I am trying to create a Lambda function which will clean automatically csv files from an S3 bucket. The S3 bucket receives files every 5mn, and I have therefore created a trigger for the Lambda function. To clean the csv files I will use pandas library to create a dataframe. I have already installed a pandas layer. When creating a dataframe, there is an error message. This is my code:
import json
import boto3
import pandas as pd
from io import StringIO
#call s3 bucket
client = boto3.client('s3')
def lambda_handler(event, context):
#define bucket_name and object _name
bucket_name = event['Records'][0]['s3']['bucket']['name']
object_name = event['Records'][0]['s3']['object']['key']
#create a df from the object
df = pd.read_csv(object_name)
This is the error message:
[ERROR] FileNotFoundError: [Errno 2] No such file or directory: 'object_name'
On Cloudwatch it additionally says:
OpenBLAS WARNING - could not determine the L2 cache size on this system, assuming 256k
Has anyone experienced the same issues? Thanks in advance for all your help!
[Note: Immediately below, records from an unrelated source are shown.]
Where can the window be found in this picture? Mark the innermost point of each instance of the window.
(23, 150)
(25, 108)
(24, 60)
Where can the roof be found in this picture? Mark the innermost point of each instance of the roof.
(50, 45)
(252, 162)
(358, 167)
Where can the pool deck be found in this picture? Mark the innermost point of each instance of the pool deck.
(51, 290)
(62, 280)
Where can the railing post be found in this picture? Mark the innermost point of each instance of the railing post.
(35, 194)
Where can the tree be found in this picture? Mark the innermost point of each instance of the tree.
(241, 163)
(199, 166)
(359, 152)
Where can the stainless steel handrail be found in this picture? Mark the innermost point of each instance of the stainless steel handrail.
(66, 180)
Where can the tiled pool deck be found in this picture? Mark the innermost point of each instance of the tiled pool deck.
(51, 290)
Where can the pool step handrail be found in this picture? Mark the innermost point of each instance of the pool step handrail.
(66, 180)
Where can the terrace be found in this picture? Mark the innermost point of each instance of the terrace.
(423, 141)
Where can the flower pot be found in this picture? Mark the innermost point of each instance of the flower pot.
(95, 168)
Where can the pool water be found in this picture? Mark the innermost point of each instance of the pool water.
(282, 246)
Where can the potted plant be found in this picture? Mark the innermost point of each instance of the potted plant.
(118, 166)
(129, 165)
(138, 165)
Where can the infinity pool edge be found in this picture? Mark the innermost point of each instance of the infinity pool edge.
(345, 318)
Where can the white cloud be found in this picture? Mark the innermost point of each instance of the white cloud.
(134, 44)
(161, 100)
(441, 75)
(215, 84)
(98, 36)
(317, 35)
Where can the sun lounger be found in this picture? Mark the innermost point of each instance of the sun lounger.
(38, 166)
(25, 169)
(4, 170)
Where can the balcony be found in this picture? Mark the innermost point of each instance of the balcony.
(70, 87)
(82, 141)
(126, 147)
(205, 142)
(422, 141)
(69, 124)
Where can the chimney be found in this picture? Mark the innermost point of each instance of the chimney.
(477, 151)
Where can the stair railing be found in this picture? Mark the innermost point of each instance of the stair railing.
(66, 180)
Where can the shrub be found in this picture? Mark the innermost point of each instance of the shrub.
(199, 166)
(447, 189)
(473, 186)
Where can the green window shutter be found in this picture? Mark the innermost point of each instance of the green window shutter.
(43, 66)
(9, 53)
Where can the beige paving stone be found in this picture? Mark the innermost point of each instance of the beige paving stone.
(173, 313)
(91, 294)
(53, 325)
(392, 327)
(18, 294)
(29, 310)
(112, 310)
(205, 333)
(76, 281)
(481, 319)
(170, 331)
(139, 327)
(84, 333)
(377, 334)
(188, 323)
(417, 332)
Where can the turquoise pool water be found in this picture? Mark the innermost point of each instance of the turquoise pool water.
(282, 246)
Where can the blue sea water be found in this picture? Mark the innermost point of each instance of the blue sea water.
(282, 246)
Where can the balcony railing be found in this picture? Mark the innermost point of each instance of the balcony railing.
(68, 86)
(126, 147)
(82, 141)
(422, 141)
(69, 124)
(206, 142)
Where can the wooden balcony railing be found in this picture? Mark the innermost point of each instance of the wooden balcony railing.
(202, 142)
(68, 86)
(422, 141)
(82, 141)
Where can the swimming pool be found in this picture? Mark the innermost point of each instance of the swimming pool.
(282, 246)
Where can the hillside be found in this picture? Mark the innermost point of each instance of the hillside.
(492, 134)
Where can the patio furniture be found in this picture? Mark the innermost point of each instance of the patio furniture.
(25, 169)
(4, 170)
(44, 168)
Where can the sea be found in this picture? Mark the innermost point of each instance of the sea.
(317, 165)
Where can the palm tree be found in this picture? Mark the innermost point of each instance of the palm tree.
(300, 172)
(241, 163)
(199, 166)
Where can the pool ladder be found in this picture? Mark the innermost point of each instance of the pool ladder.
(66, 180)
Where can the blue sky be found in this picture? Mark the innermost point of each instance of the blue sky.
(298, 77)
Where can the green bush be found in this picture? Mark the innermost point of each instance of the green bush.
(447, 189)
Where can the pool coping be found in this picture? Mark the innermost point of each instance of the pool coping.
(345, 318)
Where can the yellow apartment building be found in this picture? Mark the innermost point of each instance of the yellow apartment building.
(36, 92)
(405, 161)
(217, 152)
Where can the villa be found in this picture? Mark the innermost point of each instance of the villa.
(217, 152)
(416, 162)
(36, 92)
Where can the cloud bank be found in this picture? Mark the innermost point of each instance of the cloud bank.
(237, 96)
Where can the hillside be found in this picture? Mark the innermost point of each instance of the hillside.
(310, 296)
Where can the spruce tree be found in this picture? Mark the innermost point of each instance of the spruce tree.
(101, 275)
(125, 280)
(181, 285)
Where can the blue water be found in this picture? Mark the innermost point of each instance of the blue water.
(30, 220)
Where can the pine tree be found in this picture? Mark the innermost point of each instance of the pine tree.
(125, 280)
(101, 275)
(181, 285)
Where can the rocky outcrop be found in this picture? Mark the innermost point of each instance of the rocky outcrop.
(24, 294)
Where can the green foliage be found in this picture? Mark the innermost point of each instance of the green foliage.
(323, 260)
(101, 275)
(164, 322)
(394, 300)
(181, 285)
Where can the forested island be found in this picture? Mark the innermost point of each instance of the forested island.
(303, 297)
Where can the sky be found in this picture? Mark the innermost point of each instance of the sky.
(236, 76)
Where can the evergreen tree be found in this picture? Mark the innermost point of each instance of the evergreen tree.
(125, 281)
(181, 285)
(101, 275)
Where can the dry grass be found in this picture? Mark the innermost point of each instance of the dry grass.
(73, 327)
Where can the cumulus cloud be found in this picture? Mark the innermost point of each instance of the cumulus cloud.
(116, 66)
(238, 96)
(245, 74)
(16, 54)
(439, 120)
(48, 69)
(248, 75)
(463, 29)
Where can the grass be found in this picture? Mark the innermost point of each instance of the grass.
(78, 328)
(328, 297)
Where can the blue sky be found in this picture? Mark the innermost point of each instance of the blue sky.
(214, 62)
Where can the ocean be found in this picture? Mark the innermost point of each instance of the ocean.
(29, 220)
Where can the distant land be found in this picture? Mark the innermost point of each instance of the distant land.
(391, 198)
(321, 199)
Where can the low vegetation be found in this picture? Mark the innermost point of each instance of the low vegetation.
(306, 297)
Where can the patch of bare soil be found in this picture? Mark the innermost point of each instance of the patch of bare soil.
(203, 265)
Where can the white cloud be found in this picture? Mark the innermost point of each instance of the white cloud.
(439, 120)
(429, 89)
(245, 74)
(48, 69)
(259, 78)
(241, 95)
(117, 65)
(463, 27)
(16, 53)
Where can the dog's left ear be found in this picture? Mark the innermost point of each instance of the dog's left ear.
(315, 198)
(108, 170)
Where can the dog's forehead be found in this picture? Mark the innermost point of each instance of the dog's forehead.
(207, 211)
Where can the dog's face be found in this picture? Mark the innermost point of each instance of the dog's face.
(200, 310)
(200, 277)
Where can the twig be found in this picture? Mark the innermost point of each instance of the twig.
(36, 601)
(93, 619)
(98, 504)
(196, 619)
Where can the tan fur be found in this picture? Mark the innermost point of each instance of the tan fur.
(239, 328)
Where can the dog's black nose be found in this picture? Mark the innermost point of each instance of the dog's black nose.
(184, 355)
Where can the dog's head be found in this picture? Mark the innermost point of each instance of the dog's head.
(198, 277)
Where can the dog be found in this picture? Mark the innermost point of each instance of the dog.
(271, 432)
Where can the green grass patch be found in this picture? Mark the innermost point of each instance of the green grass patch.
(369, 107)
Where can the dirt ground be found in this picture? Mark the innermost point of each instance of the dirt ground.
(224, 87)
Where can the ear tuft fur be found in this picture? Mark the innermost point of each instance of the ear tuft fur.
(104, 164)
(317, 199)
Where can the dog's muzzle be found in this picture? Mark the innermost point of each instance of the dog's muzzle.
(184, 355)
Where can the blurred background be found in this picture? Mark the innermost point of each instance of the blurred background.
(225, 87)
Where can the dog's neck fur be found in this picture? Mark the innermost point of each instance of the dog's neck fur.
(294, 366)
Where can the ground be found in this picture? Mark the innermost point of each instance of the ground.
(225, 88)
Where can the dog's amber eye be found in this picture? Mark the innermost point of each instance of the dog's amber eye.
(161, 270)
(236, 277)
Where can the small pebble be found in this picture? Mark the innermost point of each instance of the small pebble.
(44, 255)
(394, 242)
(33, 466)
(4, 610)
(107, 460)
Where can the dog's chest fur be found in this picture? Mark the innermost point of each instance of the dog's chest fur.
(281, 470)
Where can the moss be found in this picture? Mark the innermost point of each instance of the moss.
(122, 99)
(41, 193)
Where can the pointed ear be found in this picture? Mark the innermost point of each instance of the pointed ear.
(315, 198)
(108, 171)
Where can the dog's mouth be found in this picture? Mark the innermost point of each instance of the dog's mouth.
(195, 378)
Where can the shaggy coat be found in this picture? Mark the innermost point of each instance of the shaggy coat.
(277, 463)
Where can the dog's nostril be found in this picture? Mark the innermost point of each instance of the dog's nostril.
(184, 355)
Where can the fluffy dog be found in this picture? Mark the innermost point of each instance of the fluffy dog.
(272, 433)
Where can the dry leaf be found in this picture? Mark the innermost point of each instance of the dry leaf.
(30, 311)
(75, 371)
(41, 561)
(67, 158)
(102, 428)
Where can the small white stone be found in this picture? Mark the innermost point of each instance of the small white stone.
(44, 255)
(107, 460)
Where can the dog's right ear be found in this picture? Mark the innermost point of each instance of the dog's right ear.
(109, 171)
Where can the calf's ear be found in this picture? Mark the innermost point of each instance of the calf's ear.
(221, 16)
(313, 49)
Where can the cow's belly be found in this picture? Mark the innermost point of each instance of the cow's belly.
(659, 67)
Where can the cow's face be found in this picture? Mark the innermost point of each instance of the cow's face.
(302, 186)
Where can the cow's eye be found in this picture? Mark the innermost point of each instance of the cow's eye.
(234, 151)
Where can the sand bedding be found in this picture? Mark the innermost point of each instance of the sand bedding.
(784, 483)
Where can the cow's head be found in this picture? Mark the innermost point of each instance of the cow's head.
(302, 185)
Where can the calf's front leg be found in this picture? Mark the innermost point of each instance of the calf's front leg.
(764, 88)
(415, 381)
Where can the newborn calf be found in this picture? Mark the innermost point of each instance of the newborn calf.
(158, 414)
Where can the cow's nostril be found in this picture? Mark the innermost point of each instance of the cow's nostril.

CodePudding user response:
You have to use the s3 client to download the file from s3 before using pandas. Something like:
response = client.get_object(Bucket=bucket_name, Key=object_name)
df = pd.read_csv(response["Body"])
You'll have to make sure lambda has the right permissions to access the s3 bucket.
CodePudding user response:
Change this line:
df = pd.read_csv("object_name")
to this:
df = pd.read_csv(object_name)
CodePudding user response:
Cause of error
object_name
is just a relative path(key) of the s3 object with respect to bucket and it has no significance without the bucket_name
hence when you are trying to read the csv file you are getting FileNotFoundError
Solution for the error
In order to properly refer the s3 object you have to construct the fully qualified s3 path from bucket_name
and object_name
. Also notice that the object key has some quoted characters so before constructing the fully qualified path you have to unquote them.
from urllib.parse import unquote_plus
def lambda_handler(event, context):
#define bucket_name and object _name
bucket_name = event['Records'][0]['s3']['bucket']['name']
object_name = event['Records'][0]['s3']['object']['key']
#create a df from the object
filepath = f's3://{bucket_name}/{unquote_plus(object_name)}'
df = pd.read_csv(filepath)